Sono questi alcuni dei temi più rilevanti dell’accordo sottoscritto il 9 Marzo scorso tra Cgil, Cisl e Uil e Confindustria sul nuovo sistema di relazioni sindacali e sul modello contrattuale che sono stati al centro della discussione della tavola rotonda “Le nuove relazioni industriali nell’impresa 4.0” svoltasi nell’ambito del VI congresso Uila a Carovigno, moderata dal giornalista del Sole 24 Ore Giorgio Pogliotti. Un incontro molto interessante e ricco di contenuti in cui Tiziana Bocchi, segretario confederale Uil, Pierangelo Albini, direttore area lavoro e Welfare di Confindustria, Luigi Scordamaglia, presidente Federalimentare e Stefano Mantegazza, segretario generale Uila hanno sottolineato come le politiche espansive in tema di salario, la contrattazione collettiva, gli investimenti e la formazione possano rappresentare l’alternativa al tema della riduzione dei tassi di disoccupazione e per favorire l’ingresso nel mondo del lavoro di giovani e donne.

“Si tratta di un accordo che ha uno straordinario valore politico e che affida alle relazioni sindacali il compito di contribuire fattivamente alla crescita del paese, alla diminuzione delle diseguaglianze, alla redistribuzione della ricchezza, al miglioramento dell’impresa e all’aumento dell’occupazione” ha dichiarato Pietro Pellegrini, segretario nazionale Uila nel corso della sua relazione. “Grazie a quest’intesa si delinea un nuovo modello contrattuale che mantenendo i due livelli di contrattazione accentua il ruolo della contrattazione di 2° livello favorendo il collegamento virtuoso tra salari e produttività. E’ giunta l’ora di dare al nostro paese una vera politica industriale attraverso investimenti pubblici e privati” ha concluso Pellegrini. Non si è fatta attendere la risposta del presidente di Federalimentare Luigi Scordamaglia che ha evidenziato come l’accordo rappresenti “una sfida impegnativa che i mondi imprenditoriale e sindacale del settore alimentare dovranno affrontare insieme come già con successo fatto in passato”.

“L’innovazione tecnologica è essenziale ed inevitabile per migliorare la produttività delle nostre imprese. Non serve evocare scenari apocalittici di robot che sostituiscono gli esseri umani ma bisogna concentrare le relazioni industriali su competenze e formazione continua e mirata che qualifichi adeguatamente i lavoratori” ha dichiarato.

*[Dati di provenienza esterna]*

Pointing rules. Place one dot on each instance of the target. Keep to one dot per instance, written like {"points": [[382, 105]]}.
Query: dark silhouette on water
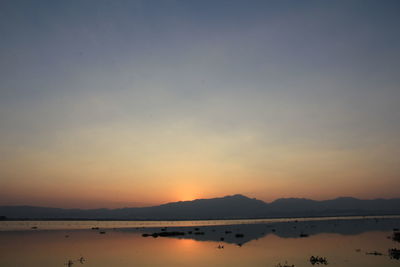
{"points": [[242, 234], [229, 207]]}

Secondo Scordamaglia infatti la disponibilità di manodopera qualificata sarà un elemento essenziale di competitività delle imprese italiane nella difficile sfida globale e in questo senso la tutela si sposterà sempre di più dal posto di lavoro alla persona proprio attraverso strumenti di formazione continua e qualificazione.

“Un lavoratore in futuro cambierà nel corso della sua vita professionale sempre più posti di lavoro, ma dovrà essere messo in condizioni di farlo diventando risorsa preziosa qualificata e ricercata dalle aziende” ha proseguito il presidente e analizzando lo scenario attuale ha sottolineato come il Patto della Fabbrica sia un punto di partenza (e non di arrivo) importante, in cui lavoratori e imprenditori perseguono insieme la strada della competitività delle imprese e della occupabilità delle persone, grazie allo strumento condiviso della qualificazione professionale.

“Lo stesso Ccnl, la cui centralità vale, non solo e non tanto, come strumento economico ma come strumento di politica industriale” ha detto il presidente di Federalimentare “dovrà saper evolvere in futuro ricalibrando i pesi di forza fra i suoi elementi, riducendo l’ importanza del paradigma dell’orario e aumentando quella dell’apporto in valore aggiunto al processo da parte del singolo lavoratore”.